The workflow is simple: grab a preset, and it goes to preview. Then you can cut to it or fade to it just like any standard video switcher operation. You can quickly recall presets and switch between cameras without any fuss.
The bottom row of the Stream Deck is dedicated to ATEM switcher settings. We’ve got lower thirds that toggle on and off. We have Camera 1, 2, 3, and 4 preview buttons. So if you like a preset that’s already set up, maybe during the sermon, you can just go back and forth between those cameras without having to recall presets every time.
We also set up the computer graphics send, and here’s something interesting: they have multiple CG sends in this setup. They have what’s being sent to the LED wall, and they also have CG being sent to the side screens.
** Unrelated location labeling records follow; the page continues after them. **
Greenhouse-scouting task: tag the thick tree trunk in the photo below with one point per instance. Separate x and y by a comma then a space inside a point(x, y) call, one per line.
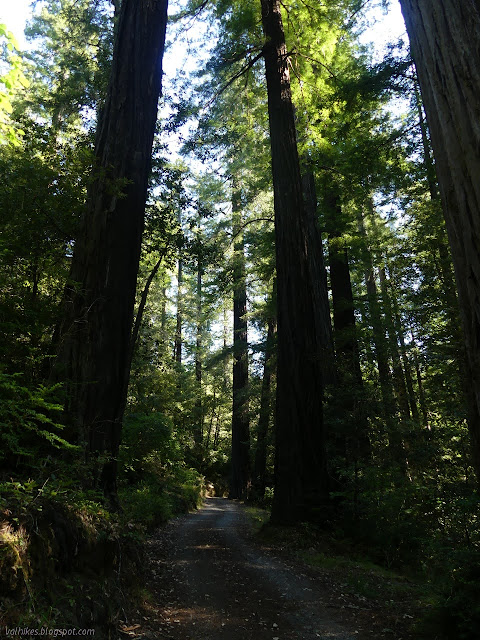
point(198, 414)
point(398, 373)
point(444, 42)
point(94, 349)
point(389, 404)
point(301, 489)
point(240, 483)
point(352, 441)
point(311, 210)
point(260, 466)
Using a two-step process in Companion software, I can actually toggle through those different CG inputs using the same button. Then you’ve got your fade and cut buttons for switching between those sources.
The Real Goal: Making Sundays Less Stressful
All of these setups have one thing in common: they’re designed to make Sunday mornings run smoother and take pressure off your volunteers. When you can control your lighting, manage your auto-tune keys, adjust your booth volume, and switch between cameras all from a few interfaces, you’re eliminating a lot of the chaos that can happen during a service.
It’s not about having the fanciest gear. It’s about setting up your systems so that the technology gets out of the way and lets your team focus on what really matters. Whether you’re trying to simplify your lighting control, integrate better camera switching, or just make your Sunday mornings less stressful, these kinds of workflow improvements are where you see real results.